Giuseppe Garimoldi

Un rêve posé sur l’azur

Jack Kerouac a écrit : « Pour moi les montagnes sont comme Bouddha. L’image même de la patience, immobiles pendant des millénaires, comme si elles priaient en silence, attendant patiemment que prenne fin notre agitation frénétique. » La montagne sacrée ou la montagne sublime, toujours, mysticisme ou esthétisme, mais rien qui rappelle la peine, la sueur et l’urine qui imprègnent le quotidien.

À l’époque où Kerouac jouait les prophètes, nous sommes partis pleins d’enthousiasme pour la « boîte à merveilles » des cordillères, avides d’exotisme et poussés par le désir inexorable de nous compliquer la vie, mais aussi d’une conquête marquante.

La montagne nous a accueillis de bonne grâce, n’hésitant pas, dans sa sollicitude à notre égard, à nous envoyer chaque nuit sa blanche compagne pour nous tenir compagnie… Un devoir d’hospitalité certes, mais la neige ne se contentait pas de nous rendre une visite discrète, elle nous serrait contre elle avec fougue. Ses effusions continuaient jusqu’à ce que nous nous levions d’un bond pour libérer les tentes de son poids.

Pendant la journée, faire et refaire la trace zigzaguant à travers les crevasses se répétait inlassablement tandis que le Léviathan de la grande barre de séracs émettait de temps à autre d’inquiétants soupirs, renforçant l’impression désagréable d’être deux appâts au bout d’un fil de pêche…

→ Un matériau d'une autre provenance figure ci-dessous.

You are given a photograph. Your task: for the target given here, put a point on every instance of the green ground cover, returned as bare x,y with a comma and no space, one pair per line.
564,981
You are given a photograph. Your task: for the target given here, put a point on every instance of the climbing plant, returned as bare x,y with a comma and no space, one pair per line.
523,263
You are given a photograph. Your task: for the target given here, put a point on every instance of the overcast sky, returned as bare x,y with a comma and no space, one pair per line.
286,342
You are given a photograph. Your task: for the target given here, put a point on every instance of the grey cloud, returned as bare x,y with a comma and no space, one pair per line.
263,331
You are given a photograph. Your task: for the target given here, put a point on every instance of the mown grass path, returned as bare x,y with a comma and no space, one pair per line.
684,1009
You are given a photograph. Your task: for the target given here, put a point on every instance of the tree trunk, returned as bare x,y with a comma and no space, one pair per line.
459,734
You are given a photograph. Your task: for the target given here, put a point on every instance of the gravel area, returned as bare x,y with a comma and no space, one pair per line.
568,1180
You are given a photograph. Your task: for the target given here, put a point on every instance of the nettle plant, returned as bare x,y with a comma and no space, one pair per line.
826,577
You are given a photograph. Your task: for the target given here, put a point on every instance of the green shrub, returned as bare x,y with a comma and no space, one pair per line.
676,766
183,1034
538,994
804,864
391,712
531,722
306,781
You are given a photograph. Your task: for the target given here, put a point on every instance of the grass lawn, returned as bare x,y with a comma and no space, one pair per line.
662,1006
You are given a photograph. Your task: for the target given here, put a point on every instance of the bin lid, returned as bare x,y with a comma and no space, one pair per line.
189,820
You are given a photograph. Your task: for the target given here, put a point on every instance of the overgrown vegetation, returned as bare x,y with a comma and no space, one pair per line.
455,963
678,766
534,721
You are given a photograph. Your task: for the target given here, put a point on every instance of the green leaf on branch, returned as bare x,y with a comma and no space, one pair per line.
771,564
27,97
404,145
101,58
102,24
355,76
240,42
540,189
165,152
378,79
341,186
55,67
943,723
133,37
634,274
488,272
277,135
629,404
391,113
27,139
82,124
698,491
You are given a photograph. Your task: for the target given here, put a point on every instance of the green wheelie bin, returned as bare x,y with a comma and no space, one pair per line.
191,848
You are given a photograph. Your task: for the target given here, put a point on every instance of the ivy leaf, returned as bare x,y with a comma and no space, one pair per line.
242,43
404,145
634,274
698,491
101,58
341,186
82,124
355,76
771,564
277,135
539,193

La photographie nous permettait de faire une pause. Dans le silence, les nuits étaient des images en noir et blanc : la même perception d’une grande lucidité du détail, le même détachement aristocratique de la réalité. Alors que nous ressentions dans toute son intensité le jour en technicolor, dans une perfide occupation des sens poussée jusqu’à l’épuisement. La nuit elle-même participait à ces tâches : il fallait évacuer la fatigue et l’adrénaline dans l’espace exigu, l’air épais et nauséabond de la tente.

Nous étions dominés par la volonté de grimper, une agitation irrépressible, totalement ignorée du colibri que nous avons aperçu entre deux respirations, à très haute altitude. Aspiré par un courant ascendant, il avait été transporté d’un seul coup des beautés de l’été aux rigueurs, pour lui existentielles, de l’hiver.

Nos gestes étaient conditionnés par les humeurs de la paroi. Le soleil levant mettait en mouvement la neige tombée pendant la nuit et réveillait un bataillon armé de frondes qui se divertissait à lancer des pierres comme s’il s’agissait de bonbons au carnaval. Avant de reprendre notre va-et-vient sur l’éperon, il fallait attendre que le soleil avance dans le ciel et que l’ombre, en envahissant la paroi, négocie avec elle une paix relative.

Et puis nous avons tous deux aperçu un sommet étincelant, élégant, à pic sur l’Amazonie, et dans un dernier effort, nous avons échappé à l’attraction de la paroi. La cime, qui nous accueillit comme un rêve posé sur l’azur, n’avait pas de nom, mais elle s’offrait comme le plus beau monument à l’amitié.

Giuseppe Garimoldi, peintre, auteur d’articles sur la photographie et la montagne.